Over the years, as I’ve focused more on my healing from an eating disorder that was deeply rooted in compulsive exercise, I look at these pictures with a deeper sense of sadness sprinkled with a flickering spark of hope.

I grieve for the connection & conversations that I could have enjoyed with family and friends that were clouded by fixation on what I was eating. I grieve for the mornings when I could have just relaxed in the comfort of my warm blankets rather than shivering in the dark, lost in a crowd at the crack of dawn. I grieve for the younger version of myself that felt the need to prove my worthiness of existence. 

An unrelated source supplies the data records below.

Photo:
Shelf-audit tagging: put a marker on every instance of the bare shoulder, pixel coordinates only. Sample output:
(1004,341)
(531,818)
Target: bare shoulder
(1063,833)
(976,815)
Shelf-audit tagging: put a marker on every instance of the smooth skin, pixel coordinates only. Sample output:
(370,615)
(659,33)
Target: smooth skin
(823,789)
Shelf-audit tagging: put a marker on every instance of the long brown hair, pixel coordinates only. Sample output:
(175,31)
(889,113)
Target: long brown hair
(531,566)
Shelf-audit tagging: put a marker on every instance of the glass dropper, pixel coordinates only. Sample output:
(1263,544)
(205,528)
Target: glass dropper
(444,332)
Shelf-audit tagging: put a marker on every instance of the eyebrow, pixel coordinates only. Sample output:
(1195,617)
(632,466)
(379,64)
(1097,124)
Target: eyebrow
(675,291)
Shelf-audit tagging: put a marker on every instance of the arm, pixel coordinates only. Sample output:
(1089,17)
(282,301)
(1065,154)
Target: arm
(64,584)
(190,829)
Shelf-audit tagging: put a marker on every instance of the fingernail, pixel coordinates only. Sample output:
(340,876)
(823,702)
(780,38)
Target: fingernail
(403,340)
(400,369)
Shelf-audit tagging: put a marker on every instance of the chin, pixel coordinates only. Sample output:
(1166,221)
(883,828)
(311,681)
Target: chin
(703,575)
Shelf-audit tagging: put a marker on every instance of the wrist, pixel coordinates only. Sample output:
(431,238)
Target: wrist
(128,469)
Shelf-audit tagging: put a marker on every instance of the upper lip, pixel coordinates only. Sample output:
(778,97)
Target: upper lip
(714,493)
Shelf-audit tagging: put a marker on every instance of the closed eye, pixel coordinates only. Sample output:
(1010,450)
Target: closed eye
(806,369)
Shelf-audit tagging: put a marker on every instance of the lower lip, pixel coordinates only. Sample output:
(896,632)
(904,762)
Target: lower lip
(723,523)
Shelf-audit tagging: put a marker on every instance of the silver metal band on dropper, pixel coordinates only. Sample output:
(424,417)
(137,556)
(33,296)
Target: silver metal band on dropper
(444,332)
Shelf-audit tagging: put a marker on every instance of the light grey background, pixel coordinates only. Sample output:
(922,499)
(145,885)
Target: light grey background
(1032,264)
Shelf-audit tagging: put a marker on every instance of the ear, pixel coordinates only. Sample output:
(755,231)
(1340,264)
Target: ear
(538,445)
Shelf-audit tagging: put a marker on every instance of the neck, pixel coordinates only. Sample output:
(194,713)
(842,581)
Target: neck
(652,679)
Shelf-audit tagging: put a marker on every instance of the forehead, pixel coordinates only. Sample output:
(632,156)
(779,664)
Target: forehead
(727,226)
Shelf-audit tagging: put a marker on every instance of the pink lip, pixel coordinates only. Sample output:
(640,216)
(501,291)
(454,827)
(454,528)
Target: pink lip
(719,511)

But I find hope in the fact that I can now look at these pictures and see how I deserve better.

I can enjoy meals with my friends and family and not have to compensate with exercise. My pants can feel a little tighter and I will still be unapologetically me. My life will continue, no matter what those diet ads or over-stepping relatives might suggest, and the people who I want to spend my holidays with are the ones who respect & value me for who I am, and not for the body that I inhabit.

When I first started running, I felt free. Running was a respite from the world and a time where I could just be with my thoughts. But along the way, it became a cage that dictated whether or not I was allowed to like myself. Each run became an obligation that worked in overdrive over the holidays. 

Nowadays, I don’t post much about runs or how I’m spending the holidays because I get to focus on being present with myself.

I can find alternatives like going outside for a gentle walk with family and focus more on sharing stories than counting steps. I can enjoy the pie without panicking and spending the rest of the holidays dreaming of the pie that got away. I can take a family photo without losing sleep over how I looked. Some days, with deep intention setting & reflection, I can even allow myself to go for a run to de-stress. The beauty of recovery & healing from the eating disorder is finding freedom in the present and not punishing myself in service of an elusive future version of myself.